WHEN: SUNDAY 23 October 2016, at 10.00am
WHERE: Female Convicts Research Centre seminar, Town Hall, Hobart, Tasmania
Launched by Professor the Honourable Kate Warner, Governor of Tasmania
The latest publication from Convict Women’s Press Inc. will be launched on October 23rd, 2016 by the Governor of Tasmania, Professor the Honourable Kate Warner at the Female Convicts Research Centre seminar, Town Hall, Hobart.
Repression, Reform and Resilience: a history of the Cascades Female Factory tells the story of the Cascades site: its beginnings as a whiskey distillery, through its grim time as a prison for female convicts, then as an institution for poor and unfortunate people ranging from orphans to lunatics and the elderly.
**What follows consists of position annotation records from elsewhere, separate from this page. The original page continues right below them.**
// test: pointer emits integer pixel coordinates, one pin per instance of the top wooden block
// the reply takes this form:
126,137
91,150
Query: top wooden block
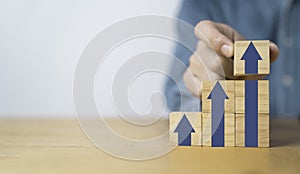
251,57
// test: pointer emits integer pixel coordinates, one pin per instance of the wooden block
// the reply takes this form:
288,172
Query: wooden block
263,96
263,49
229,129
263,130
206,129
240,130
228,87
229,123
195,119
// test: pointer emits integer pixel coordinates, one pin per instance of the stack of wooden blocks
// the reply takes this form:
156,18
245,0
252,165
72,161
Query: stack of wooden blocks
235,113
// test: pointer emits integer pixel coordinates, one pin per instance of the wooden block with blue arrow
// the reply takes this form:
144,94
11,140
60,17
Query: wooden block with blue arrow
251,57
252,96
185,128
218,122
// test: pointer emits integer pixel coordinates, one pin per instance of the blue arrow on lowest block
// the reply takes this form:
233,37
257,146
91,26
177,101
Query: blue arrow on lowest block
251,57
184,130
218,97
251,113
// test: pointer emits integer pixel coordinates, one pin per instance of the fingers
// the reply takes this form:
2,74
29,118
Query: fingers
218,36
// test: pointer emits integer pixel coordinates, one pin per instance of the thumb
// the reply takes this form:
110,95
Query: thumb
219,37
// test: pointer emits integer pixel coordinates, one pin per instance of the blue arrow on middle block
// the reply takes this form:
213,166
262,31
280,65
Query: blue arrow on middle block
251,57
217,96
184,130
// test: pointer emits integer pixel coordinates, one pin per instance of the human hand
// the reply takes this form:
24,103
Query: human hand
213,58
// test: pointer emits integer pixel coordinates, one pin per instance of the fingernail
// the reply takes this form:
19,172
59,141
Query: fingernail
226,50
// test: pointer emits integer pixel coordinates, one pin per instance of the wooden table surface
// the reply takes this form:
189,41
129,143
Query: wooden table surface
59,146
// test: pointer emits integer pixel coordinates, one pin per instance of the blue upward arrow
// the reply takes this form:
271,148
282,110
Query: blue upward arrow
251,113
184,130
217,96
251,57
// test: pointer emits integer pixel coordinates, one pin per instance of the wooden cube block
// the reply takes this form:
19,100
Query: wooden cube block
251,57
228,87
263,130
229,130
262,97
195,120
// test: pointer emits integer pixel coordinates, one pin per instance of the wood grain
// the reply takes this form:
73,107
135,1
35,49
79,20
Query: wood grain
228,86
263,96
195,118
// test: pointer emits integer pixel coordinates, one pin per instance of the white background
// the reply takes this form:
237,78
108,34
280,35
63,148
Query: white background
40,44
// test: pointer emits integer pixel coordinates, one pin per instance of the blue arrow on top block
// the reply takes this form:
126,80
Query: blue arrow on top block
251,57
184,130
218,97
251,113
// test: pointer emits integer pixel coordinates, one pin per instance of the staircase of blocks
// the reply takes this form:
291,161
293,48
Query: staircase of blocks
235,113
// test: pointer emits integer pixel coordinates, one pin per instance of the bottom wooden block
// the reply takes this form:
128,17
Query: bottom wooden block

From 1905 it was used for activities such as tennis and making aloe boxes and wine, but from 1977 the crumbling ruins were protected and restored. Today the Female Factory is a World Heritage site, popular with tourists and greatly prized for its historic importance.
Repression, Reform and Resilience: a history of the Cascades Female Factory is compiled by Female Convicts Research Centre members and edited by Alison Alexander.
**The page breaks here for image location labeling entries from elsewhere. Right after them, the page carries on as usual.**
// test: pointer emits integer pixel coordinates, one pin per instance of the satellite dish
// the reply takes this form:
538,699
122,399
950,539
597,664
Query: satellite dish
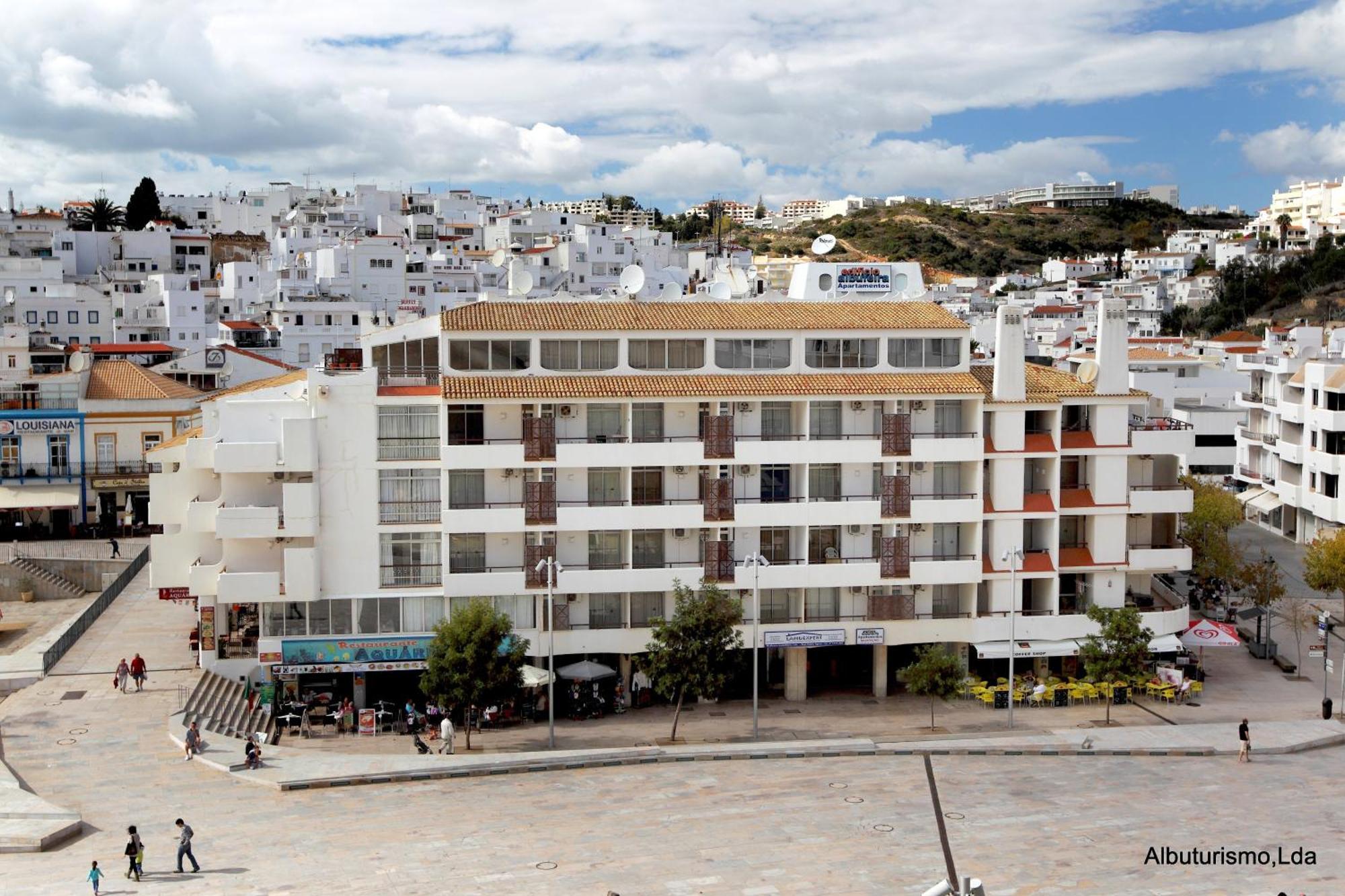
633,279
523,283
There will be photo opportunities with the editors and some of the authors.
For more information: http://www.convictwomenspress.com.au/
Extract …
“When Mary Ann Goodson arrived on the Tasmania, she wasn’t the first of the Goodson clan to be transported to Van Diemen’s Land. Her husband got fourteen years for stealing oats. Her son got ten years for stealing eight loaves of bread. Hiding 9½ yards of stolen cotton under their floor earned Mary Ann ten years, while her daughter was spared.
Mary Ann and the children’s crime spree happened just as her husband’s sentence was ending. Was it a plan to reunite? When Mary Anne arrived at the Cascades she probably wondered whether the plan was sound. Her husband was free but mother and son were just beginning ten-year sentences and two children were left behind, all alone.
In 1846, ten-month-old John Goodson died in the Dynnyrne nursery, where pregnant Cascades convicts were sent to give birth and where those babies spent their early lives. With Mary Ann the only Goodson convict in Cascades at the time and James a free man but living near Launceston, it seems likely that Mary Ann gave birth to another man’s child.
The entire family eventually reunited in Launceston, probably 25 years since they had last been together.”